Une fois par mois, une partie des audiences de deux chambres du tribunal de grande instance de Bobigny sont consacrées au traitement des cas retenus. Il ne s’agit pas pour elles de délivrer une exemption de peine mais simplement de l’ajourner. Celle-ci est suspendue comme une épée de Damoclès au-dessus de la tête du bénéficiaire afin de l’inciter à l’assiduité. En cas d’écart, le juge d’application des peines peut à tout moment décider le retour dans le processus judiciaire classique. A l’inverse, si le programme est correctement suivi, le magistrat peut, à l’issue de celui-ci, déclarer la personne coupable mais la dispenser de peine.
Travailler sur les compétences
Les obligations de soins ou le sursis avec mise à l’épreuve faisaient déjà partie des réponses possibles pour les délinquants présentant ce profil. « Mais concrètement personne ne les prenait en charge de façon aussi serrée », souligne Guillaume Lefèvre-Pontalis, pour qui l’étroite collaboration entre les professionnels de la justice et ceux du soin, réunis dans des mêmes locaux, représente une vraie nouveauté.

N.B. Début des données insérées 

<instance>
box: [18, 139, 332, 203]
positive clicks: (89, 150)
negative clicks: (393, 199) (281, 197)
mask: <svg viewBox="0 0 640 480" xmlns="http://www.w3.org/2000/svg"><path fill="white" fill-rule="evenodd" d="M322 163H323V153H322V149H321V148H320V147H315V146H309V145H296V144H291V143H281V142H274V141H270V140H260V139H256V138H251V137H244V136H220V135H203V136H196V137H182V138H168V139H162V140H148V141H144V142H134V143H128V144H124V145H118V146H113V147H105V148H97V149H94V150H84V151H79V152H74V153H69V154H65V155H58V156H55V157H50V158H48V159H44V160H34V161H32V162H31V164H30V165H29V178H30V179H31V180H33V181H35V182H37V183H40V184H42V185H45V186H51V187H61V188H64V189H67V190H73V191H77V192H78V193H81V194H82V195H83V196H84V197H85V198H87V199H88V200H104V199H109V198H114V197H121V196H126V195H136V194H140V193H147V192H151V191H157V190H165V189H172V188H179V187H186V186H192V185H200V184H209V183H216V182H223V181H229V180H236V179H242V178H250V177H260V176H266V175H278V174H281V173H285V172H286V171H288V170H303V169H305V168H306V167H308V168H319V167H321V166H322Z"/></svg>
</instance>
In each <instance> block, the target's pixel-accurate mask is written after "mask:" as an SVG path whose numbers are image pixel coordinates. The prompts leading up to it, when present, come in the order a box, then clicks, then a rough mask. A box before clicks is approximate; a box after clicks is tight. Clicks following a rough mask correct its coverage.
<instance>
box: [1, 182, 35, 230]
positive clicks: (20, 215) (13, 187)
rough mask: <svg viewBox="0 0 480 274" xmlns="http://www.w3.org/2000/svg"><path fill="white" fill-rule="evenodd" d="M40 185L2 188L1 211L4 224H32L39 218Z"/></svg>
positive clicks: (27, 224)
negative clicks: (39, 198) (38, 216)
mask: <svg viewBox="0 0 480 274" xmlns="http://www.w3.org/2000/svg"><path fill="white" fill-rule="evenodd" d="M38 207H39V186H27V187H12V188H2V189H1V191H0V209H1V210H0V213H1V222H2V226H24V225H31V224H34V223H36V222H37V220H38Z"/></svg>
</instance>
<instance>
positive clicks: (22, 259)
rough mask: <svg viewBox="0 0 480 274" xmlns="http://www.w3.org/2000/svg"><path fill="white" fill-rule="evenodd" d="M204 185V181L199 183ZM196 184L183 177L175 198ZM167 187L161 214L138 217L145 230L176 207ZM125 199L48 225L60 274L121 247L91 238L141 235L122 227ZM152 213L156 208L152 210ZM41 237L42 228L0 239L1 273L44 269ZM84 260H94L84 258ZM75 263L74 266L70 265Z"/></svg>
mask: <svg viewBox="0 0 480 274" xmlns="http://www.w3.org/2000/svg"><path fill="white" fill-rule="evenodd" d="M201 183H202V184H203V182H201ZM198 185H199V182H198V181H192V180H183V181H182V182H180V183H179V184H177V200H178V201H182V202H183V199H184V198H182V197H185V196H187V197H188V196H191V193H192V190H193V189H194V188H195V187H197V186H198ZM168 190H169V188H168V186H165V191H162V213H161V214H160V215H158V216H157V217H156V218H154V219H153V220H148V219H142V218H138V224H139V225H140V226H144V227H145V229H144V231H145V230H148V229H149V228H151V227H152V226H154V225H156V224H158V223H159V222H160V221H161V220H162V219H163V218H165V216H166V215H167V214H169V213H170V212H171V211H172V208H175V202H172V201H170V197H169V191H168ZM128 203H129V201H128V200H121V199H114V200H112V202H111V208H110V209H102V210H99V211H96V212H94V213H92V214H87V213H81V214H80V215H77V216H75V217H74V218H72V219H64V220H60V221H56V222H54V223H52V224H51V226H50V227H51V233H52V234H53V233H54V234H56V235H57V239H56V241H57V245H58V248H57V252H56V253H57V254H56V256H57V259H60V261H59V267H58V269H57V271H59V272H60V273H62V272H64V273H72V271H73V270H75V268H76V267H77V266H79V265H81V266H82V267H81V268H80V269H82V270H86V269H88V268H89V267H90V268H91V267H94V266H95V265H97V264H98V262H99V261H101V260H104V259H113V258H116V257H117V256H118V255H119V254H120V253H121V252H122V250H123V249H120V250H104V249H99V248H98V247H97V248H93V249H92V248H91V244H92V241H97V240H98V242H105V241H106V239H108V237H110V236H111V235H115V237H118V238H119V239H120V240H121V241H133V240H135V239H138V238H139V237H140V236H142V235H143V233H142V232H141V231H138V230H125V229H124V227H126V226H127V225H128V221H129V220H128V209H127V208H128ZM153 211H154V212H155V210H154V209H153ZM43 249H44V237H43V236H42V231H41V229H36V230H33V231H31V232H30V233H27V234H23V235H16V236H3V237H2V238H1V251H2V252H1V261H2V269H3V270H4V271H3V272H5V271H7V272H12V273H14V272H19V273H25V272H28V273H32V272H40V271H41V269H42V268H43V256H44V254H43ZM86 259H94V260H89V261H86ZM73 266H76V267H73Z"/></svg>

Cinq heures par jour, cinq jours par semaine, pendant un an, les bénéficiaires du projet pilote vont, sous la houlette d’un médecin et d’un psychologue, suivre des activités pour traiter leurs addictions, travailler sur leurs compétences, renforcer l’estime qu’ils ont d’eux-mêmes, par l’intermédiaire notamment des groupes de parole, ou encore pratiquer des activités culturelles et sportives. Budget prévisionnel du projet : 300 000 euros par an. « C’est un budget non représentatif car il prend en charge des frais d’évaluation importants, si on généralisait ce programme, cela n’aurait pas ce coût », fait-on valoir au ministère de la justice, où l’on rappelle qu’il faut ramener cette somme « au coût des personnes quand elles sont en prison ». « Cela aurait été mieux d’avoir un budget et un calendrier moins contraints », regrette de son côté Jean-Pierre Couteron.
Un premier bilan de l’expérimentation aura lieu en mai 2016. Il sera sans doute alors encore trop tôt pour savoir si celle-ci sera un jour amenée à connaître le même sort que le dispositif des téléphones d’alerte pour les femmes battues, testé pendant cinq ans dans la juridiction de Bobigny avant d’être étendu au reste de la France. Ou si l’initiative butera sur un éventuel changement de majorité politique en 2017.